(AGENPARL) - Roma, 25 Ottobre 2024 - (AGENPARL) – ven 25 ottobre 2024 COMUNICATO STAMPA
L’Associazione CRAMA del Parco Nazionale dell’Asinara nei giorni scorsi ha gestito, a seguito di alcune segnalazioni, la liberazione di piccoli di tartaruga Caretta caretta nella spiaggia di “Le Celestine” a Lu Bagnu. Gli interventi si sono succeduti in diversi giorni con avvistamenti e ritrovamenti di alcuni individui che hanno potuto naturalmente acquistare la libertà, solo due esemplari, che si trovavano ad una distanza importante dalla battigia e che avrebbero avuto difficoltà notevoli ad entrare in mare, a causa delle condizioni meteomarine avverse, ha richiesto un intervento attivo da parte dello staff. In coordinamento con il Parco Nazionale dell’Asinara, la Rete Regionale della Fauna Marina in difficoltà ed i referenti scientifici del CReS, si è deciso di traslocare i due piccoli la sera stessa ma in un’area più idonea. Questo per garantire un ingresso in acqua più naturale possibile, per la temperatura favorevole, la minor presenza di predatori e la condizione di buio. Intorno alle ore 20:05 i due esemplari, sono stati rilasciati nella spiaggia di Platamona, dove, grazie alle buone condizioni meteomarine, le piccole tartarughe hanno potuto raggiungere il mare in autonomia.
Questo evento ha permesso di ipotizzare la presenza di un nido di Caretta caretta nelle zone limitrofe alla spiaggia di Le Celestine, le uova sarebbero state deposte nella stagione estiva appena passata, probabilmente alla fine del mese di agosto. Trattandosi di un sito di nidificazione non segnalato e di conseguenza non messo in sicurezza e monitorato come da Protocollo Regionale dei Centri di Recupero e soccorso della fauna marina in difficoltà l’azione è stata rivolta solo al monitoraggio degli hatchlings ritrovati sulla spiaggia. Inoltre, non avendo avuto la possibilità di individuare il punto esatto del nido, non è stato possibile procedere all’apertura della camera al fine di raccogliere dati importanti, soprattutto perché riferiti ad una nidificazione tardiva.
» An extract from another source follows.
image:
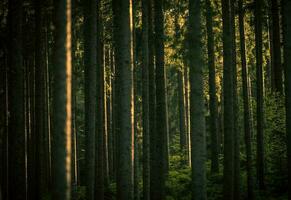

La specie Caretta caretta può deporre più nidi nella stagione riproduttiva che va da giugno a settembre ed è in tale periodo che possono essere osservate le caratteristiche tracce nella sabbia relative alla risalita e al ritorno in mare delle femmine subito dopo la deposizione delle uova o dei piccoli subito dopo la schiusa.
Si ricorda quanto sia importante la segnalazione rivolta agli Enti competenti (CFVA 1515 e GUARDIA COSTIERA 1530) in caso sia di nidificazione sia di schiusa di questi animali per poter mettere in atto tutte le misure di protezione e vigilanza in maniera tempestiva e ridurre i rischi di fallimento. Inoltre, è importante la messa in atto delle regole di comportamento da adottare in presenza di una tartaruga in deposizione, quali evitare di fare rumore, non avvicinarsi e non utilizzare fonti luminose.